What is Klinefelter syndrome (KS)?

Klinefelter syndrome (also known as XXY syndrome) is a genetic syndrome that is found only in males. Boys with Klinefelter Syndrome are born with an extra sex chromosome in their cells.

Typically, females have two X chromosomes, while males have one X and one Y chromosome. In males with Klinefelter syndrome, there are two X chromosomes and one Y chromosome (XXY). Rarely there are additional X chromosomes that are present in the cells (XXXY).

As the boys develop into adolescents (12-17 years of age), their condition becomes more apparent, as they can be taller than other boys their age, with disproportionally long arms and legs.

Klinefelter syndrome (KS) was first described by Dr. Harry Klinefelter and his colleagues in 1942. It was later identified as a genetic condition in 1959 by researcher Patricia A. Jacobs.

What are the signs and symptoms of Klinefelter syndrome (KS)?

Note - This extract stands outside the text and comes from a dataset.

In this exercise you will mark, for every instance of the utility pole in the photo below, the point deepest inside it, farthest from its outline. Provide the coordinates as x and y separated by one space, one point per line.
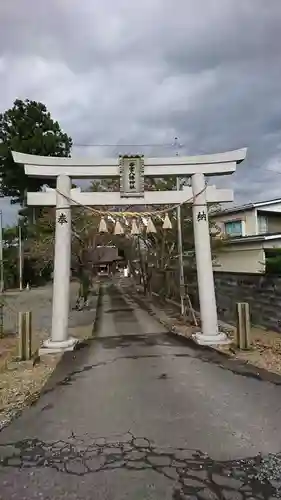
20 259
1 254
181 266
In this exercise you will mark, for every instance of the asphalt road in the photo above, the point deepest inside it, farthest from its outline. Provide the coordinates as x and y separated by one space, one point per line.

Males with Klinefelter syndrome typically demonstrate symptoms during the onset of puberty, including:

• Breast growth

• Less than average body and facial hair

• Lower sexual interest

• Narrow shoulders

• Smaller testes

• Smaller penis

• Wide hips

In addition to physical symptoms, boys with Klinefelter Syndrome can also have language, emotional or learning delays. As adult males, they can also be affected by infertility due to low sperm count.

What are the causes of Klinefelter syndrome (KS)?

While Klinefelter syndrome is congenital (present at birth), is not hereditary (passed down in families). It occurs during fetal development when the chromosomes divide.